Too Bad!! wrote on Aug 4, 2007 1:05 PM:Now I guess we know just how dangerous it is out there crossing the border! Too bad this guy lost his life, it is so sad to think that thousands have died crossing the border and no one cares. I am sorry for this man's family but I also feel sorry for the people who die every day crossing the border to come to the U.S. for a better life only to loose it on the way and worse yet when they get here they are treated horribly. Something must be done.

American woman wrote on Aug 4, 2007 1:08 PM:This is indeed a tragedy. As a member of the Minuteman Project, I, and my brothers and sisters in the cause, have become very close with our border agents, and consider this a pointless loss! If Mexico would take care of her own, if that corrupt place would just share the immense wealth they have accrued on the backs of their citizens, we would not be subjected to tragedies like this. If there weren't hundreds, even thousands, of illegals lurking along our borders every day and night, people would not be dying due to heat or cold exposure! Likewise, if we could get control of the drug/illegal alien movement into this country via our open borders, we would profit in every important way, and so would our neighbors! We need to form a coalition to enter into an effort to cure the economic, and social suffering of the Mexican people under their current leadership. Time and time again, the vile leaders of Mexico are replaced by the same old dictators. It's time for Mexico to rise-up! Why can't the U.N. do something respectable and productive toward improving that country? The U.S. has done enough. Until someone grows a brain, BUILD THE FENCE! GOOD FENCES MAKE GOOD NEIGHBORS.

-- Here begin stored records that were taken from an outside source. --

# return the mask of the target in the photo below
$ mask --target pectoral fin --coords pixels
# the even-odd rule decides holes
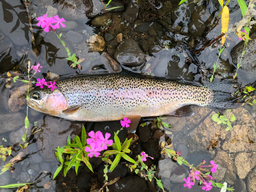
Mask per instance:
[[[183,106],[175,111],[172,111],[165,115],[169,115],[175,117],[189,117],[195,113],[192,111],[191,105]]]
[[[82,104],[74,108],[68,108],[67,110],[62,111],[62,113],[65,115],[73,114],[76,113],[82,105]]]
[[[135,133],[136,132],[137,127],[138,124],[140,122],[140,118],[141,116],[139,115],[131,115],[129,116],[125,116],[128,119],[131,120],[131,123],[130,123],[130,126],[126,127],[127,130],[128,130],[131,133]]]

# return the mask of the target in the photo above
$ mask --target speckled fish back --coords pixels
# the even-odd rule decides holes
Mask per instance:
[[[188,104],[211,106],[214,96],[205,87],[119,74],[76,77],[56,83],[69,108],[81,106],[74,114],[60,117],[79,121],[162,115]]]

To the American Woman wrote on Aug 4, 2007 5:45 PM:The deaths are being caused by the militarization of the border! The deaths are being caused by the fact that people are forced to take a more dangerous course to escape the poverty they face in their country. Yes I wish the U.N. would do something respectable and productive toward improving that country and ours as well. The U.S. has done nothing. I say AMNESTY NOW, LEGALIZE, NOT CRIMINALIZE. You want someone to grow some brains and I wish you would grow a heart.

This remark is frightening just to think hired border patrol agents are friends with the likes of the sdSCUMm wrote on Aug 4, 2007 5:49 PM:"As a member of the Minuteman Project, I, and my brothers and sisters in the cause, have become very close with our border agents," AAAAAHHHHH that is why all the hoopla of the minutemen trying to get two border patrol agents out of prison. This comment make me realize even more that Ramos and Compean are just where they belong locked up and hopefully they will never be able to work in law enforcement again. Unfortunately these agents felt as their close friends the mm do that they are above the law.